Seis veintiséis
Publiqué una foto que creí nunca atreverme a enseñar y recordé el pozo negro en el que muchas veces me encontré. Me recordé llorosa, apagada, triste y sin encontrar un clavo al que aferrarme, un motivo para levantarme cada mañana... Así que dejé de hacerlo. Pasaban los días mientras yo seguía llevando el mismo pijama y las mismas penas colgadas a la espalda. No puedo creerme, hoy, con 22, las cadenas pesadas que llevaba siendo tan niña, me veo tan cría y tan triste que no me reconozco.

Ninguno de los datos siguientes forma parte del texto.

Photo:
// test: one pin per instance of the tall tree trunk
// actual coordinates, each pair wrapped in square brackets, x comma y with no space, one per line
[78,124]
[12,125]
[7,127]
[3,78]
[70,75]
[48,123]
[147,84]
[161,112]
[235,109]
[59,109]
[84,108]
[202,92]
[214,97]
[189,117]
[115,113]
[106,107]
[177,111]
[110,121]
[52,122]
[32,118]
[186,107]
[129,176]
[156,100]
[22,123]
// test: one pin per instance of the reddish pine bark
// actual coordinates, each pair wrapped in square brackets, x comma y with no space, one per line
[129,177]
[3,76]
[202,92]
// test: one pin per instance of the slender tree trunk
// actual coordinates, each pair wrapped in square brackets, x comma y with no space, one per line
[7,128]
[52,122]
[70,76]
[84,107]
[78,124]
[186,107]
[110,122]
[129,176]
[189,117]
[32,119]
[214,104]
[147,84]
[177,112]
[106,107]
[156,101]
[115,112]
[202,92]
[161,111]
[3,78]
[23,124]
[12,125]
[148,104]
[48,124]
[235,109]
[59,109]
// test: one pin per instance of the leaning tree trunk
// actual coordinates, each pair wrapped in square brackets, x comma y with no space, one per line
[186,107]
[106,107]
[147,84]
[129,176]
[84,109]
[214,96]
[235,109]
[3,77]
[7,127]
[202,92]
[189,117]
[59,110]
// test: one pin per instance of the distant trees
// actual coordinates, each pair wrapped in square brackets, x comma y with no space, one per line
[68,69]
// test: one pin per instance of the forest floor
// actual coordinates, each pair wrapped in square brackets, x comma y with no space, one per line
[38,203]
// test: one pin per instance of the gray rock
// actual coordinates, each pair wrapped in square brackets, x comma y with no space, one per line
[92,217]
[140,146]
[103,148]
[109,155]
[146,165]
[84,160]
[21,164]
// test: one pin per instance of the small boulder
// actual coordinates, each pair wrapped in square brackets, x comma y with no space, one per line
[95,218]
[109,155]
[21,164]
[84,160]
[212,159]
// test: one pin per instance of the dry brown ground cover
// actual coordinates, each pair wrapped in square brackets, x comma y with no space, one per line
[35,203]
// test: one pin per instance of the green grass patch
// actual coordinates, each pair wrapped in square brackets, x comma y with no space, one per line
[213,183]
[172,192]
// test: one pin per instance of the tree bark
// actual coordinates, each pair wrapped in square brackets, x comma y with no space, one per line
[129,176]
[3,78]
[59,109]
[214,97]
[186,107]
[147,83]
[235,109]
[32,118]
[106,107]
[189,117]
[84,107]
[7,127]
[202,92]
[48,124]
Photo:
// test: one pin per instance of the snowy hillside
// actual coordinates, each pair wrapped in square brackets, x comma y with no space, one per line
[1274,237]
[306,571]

A veces tengo malos días, es inevitable, y pienso que todo es una mierda hasta que recuerdo que pisé el infierno y volví entera, o casi. Me miro la muñeca derecha y me paso la mano por donde un tiempo jamás dejé que nadie me tocase, por los recuerdos de las heridas que nunca se cerraban, por mis recordatorios personales de que nada será tan oscuro, tan duro, ni tan doloroso. Nada. Nunca. Hace unos años lloraba porque no desaparecían nunca de mi piel, lloraba pensando que siempre me acompañarían ¿para qué quería borrar el pasado cuando es éste el que me hace ser como soy?

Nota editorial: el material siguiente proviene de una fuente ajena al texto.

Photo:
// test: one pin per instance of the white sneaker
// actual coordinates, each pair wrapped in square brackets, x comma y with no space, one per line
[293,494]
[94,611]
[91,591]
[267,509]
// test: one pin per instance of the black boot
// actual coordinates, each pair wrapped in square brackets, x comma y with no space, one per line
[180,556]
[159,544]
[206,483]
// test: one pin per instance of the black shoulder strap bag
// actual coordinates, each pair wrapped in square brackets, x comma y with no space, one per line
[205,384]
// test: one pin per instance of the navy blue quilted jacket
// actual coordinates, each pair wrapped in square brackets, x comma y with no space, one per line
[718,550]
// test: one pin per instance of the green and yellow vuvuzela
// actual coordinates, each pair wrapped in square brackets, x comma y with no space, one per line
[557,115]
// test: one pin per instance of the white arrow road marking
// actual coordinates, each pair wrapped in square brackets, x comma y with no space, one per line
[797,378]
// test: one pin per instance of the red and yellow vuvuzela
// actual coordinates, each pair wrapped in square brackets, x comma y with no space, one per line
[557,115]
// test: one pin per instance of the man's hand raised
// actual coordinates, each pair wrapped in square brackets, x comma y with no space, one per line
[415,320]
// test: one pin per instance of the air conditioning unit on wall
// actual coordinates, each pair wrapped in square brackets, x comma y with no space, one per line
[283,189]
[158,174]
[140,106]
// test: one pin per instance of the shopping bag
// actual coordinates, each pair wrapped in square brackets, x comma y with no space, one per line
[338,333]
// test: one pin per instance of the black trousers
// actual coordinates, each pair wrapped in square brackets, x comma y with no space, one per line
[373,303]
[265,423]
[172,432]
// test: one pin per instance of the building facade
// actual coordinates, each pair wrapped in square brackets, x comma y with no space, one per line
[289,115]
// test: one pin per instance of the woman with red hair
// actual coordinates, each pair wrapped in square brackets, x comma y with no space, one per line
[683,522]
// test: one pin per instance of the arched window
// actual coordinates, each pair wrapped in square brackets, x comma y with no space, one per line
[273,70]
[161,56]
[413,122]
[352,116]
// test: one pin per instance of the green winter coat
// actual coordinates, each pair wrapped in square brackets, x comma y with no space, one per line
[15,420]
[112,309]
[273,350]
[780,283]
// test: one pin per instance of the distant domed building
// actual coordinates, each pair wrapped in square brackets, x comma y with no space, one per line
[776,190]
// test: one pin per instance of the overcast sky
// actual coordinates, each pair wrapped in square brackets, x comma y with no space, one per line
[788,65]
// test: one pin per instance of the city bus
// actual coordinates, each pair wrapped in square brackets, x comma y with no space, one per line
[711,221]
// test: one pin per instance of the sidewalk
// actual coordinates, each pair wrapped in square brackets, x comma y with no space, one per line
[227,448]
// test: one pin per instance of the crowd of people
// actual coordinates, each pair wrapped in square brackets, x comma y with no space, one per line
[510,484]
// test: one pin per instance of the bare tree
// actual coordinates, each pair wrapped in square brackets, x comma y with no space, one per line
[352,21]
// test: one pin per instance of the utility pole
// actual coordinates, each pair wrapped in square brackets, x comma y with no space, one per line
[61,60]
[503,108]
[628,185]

Ahora me alegro de verlas ahí, permanentes, recordándome que no soy diferente de aquella cría que lloraba clamando al cielo qué había hecho tan mal para que doliese tanto la vida, que somos la misma y que ojalá pudiese volver, acogerla entre mis brazos y decirle que todo pasa, que duele menos, que con el tiempo... Mejora. Que luego tenemos la oportunidad de vengarnos de todos y cada uno de ellos pero no lo hacemos porque somos mejores que eso. Que los pedazos que ahora cortan dejan de ser tan afilados y que las alas nos vuelven a crecer, que en un futuro alguien nos dirá que somos todos ojos y preguntará si siempre tenemos tanta energía y alegría. Solamente tiene que aguantar un poquito más. Y lo hará.

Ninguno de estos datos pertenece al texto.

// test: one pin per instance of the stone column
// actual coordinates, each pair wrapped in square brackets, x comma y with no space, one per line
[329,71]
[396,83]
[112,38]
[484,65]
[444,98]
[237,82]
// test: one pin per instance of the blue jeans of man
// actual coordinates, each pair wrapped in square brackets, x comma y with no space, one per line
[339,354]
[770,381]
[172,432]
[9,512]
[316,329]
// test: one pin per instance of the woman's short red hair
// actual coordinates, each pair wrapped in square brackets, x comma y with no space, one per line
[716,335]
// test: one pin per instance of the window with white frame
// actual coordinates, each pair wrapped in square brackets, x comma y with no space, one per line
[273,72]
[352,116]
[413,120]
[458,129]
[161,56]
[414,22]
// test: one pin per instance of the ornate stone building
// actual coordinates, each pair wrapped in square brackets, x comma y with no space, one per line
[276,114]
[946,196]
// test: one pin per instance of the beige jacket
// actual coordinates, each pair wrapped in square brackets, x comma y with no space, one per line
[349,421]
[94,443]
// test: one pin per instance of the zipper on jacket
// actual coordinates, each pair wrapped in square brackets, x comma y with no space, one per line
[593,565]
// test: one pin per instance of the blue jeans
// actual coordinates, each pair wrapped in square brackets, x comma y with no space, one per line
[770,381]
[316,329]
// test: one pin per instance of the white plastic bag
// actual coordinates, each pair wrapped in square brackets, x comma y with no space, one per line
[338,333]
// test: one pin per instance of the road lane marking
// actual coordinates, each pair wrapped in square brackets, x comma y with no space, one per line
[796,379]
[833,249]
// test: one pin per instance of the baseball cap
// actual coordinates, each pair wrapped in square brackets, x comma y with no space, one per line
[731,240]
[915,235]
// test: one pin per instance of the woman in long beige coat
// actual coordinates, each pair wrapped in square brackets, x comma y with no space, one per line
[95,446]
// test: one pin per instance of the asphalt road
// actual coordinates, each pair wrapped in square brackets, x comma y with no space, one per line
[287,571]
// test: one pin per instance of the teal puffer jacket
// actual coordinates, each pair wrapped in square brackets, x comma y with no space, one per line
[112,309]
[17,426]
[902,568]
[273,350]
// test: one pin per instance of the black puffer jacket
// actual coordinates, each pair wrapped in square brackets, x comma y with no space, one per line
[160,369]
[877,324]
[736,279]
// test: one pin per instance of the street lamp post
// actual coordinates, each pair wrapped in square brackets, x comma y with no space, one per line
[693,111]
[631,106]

Me miro en el espejo y vuelvo a tener quince consumiéndome frente a él, vuelvo a tener quince y mi madre me tapa las heridas con tiritas de caracoles, tengo quince y me desmorono en el parquet de la consulta porque no puedo más. Pero dejé de buscar encajar, de ser lo que todos querían y empecé a mirar por lo que me alegraba el corazón asumiendo que no tenía porque complacer absolutamente a todo el mundo y que, quizá, solo necesitaba dejarme llevar y lo que sea, será. Hoy soy lo que esa niña de quince nunca creyó llegar a ser y cada 26 de febrero vuelvo frente al espejo y me recuerdo que cada pasito que doy estoy haciendo a mi yo de quince muy feliz y que lo hago siempre por ella, o sea por mí, pero sobre todo por ella, porque lo hemos logrado entonces, ahora y siempre.